On the current political climate:

I remember asking my mother, “Why do you think your children have done so well in life?” I thought she was going to say something really high-brow, but my mother said, “Because I taught you children manners.” I think that goes a long way.

[The rhetoric] does get uncomfortable, especially when it got a little off-color, because we want our children to watch this political process. How do you explain to a young person some of the things that were being said? I can understand the passion in wanting to be President of the United States. Just tell me what it is that you stand for, you don’t need to tear down anyone else.

On sharing her health battles publicly:

It wasn’t my intention when I was diagnosed with breast cancer in 2007. I was going to stay private with it, and I did for quite a while. But then my mother, may she rest in peace, said, “Honey, make your mess your message. You are going to have resources that other people may not have, so be their voice.” I made sure that everything I shared on the air could be helpful to other people.

We had this series daring our anchors to do something. And they said to me, "We want you to do a fashion show." I had my trusty little anchor wig on, and right before I walked out on the runway, I took the wig off. No one knew I was going to do it, the lights were bouncing off my bald head. And I’ll never forget, there was a mother who contacted me and said she was watching that morning with her child. The child said, “Why doesn’t Robin have any hair?” And she explained, “She had to take some medicine to make her better.” She had a conversation with her child that she would not normally have had. I’m very grateful that my journey has been able to help others.

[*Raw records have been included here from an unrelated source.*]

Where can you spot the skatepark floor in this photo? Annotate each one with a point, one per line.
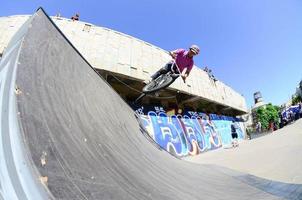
(276, 156)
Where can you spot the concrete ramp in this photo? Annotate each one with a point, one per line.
(66, 134)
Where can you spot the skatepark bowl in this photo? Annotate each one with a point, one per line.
(66, 134)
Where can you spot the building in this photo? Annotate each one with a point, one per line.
(125, 61)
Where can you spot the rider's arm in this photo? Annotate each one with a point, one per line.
(173, 54)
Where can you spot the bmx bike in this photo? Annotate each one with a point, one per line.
(161, 82)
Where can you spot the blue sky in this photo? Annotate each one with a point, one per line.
(251, 45)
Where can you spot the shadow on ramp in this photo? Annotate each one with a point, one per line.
(84, 140)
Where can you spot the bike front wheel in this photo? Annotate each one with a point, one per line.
(161, 82)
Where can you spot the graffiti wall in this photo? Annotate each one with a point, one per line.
(188, 133)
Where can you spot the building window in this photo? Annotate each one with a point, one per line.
(87, 27)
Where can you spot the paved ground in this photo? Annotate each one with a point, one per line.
(82, 141)
(276, 156)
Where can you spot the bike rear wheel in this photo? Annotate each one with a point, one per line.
(161, 82)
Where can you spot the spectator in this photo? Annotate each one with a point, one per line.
(76, 17)
(300, 110)
(248, 134)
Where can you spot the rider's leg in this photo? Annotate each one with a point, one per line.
(162, 70)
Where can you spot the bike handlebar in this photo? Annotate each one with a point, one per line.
(174, 63)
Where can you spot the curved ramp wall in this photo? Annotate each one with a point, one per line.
(85, 141)
(120, 53)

Mayada, a senior at Booker High School asked, “If you could advise your younger self to do one thing, what would it be?”

Not to be so afraid. I’m double-nickels—55 [years old]. As you get older, you just relax more. I would tell my younger self to breathe, to be more confident in my path. I’d also tell my younger self, what other people think of me is none of my business. And that character is so far more important than reputation. Reputation is who people think you are; character is who you really are.

Dominic, a senior at Lakewood Ranch High School asked, “Being in the public sphere, especially as a woman, and a woman of color, how do you feel your path has differed from your peers who fit maybe a more traditional mold?”

When I was coming up in broadcasting, I was one of the first women, and the first woman of color, to work on air at ESPN back in the 1990s. When you’re a woman in sports, especially back then, people were like, “Did you play?” And I was like, “Yes, I did play in college. I had an opportunity to go pro but I didn’t.” They were challenging me, and I had all this wealth of experience, and they didn’t doubt my male colleagues, and the last time they played is when they got cut from Little League.

I always internalized that and made it a positive. I made sure I was always prepared. I was confident that I knew I was supposed to be where I was.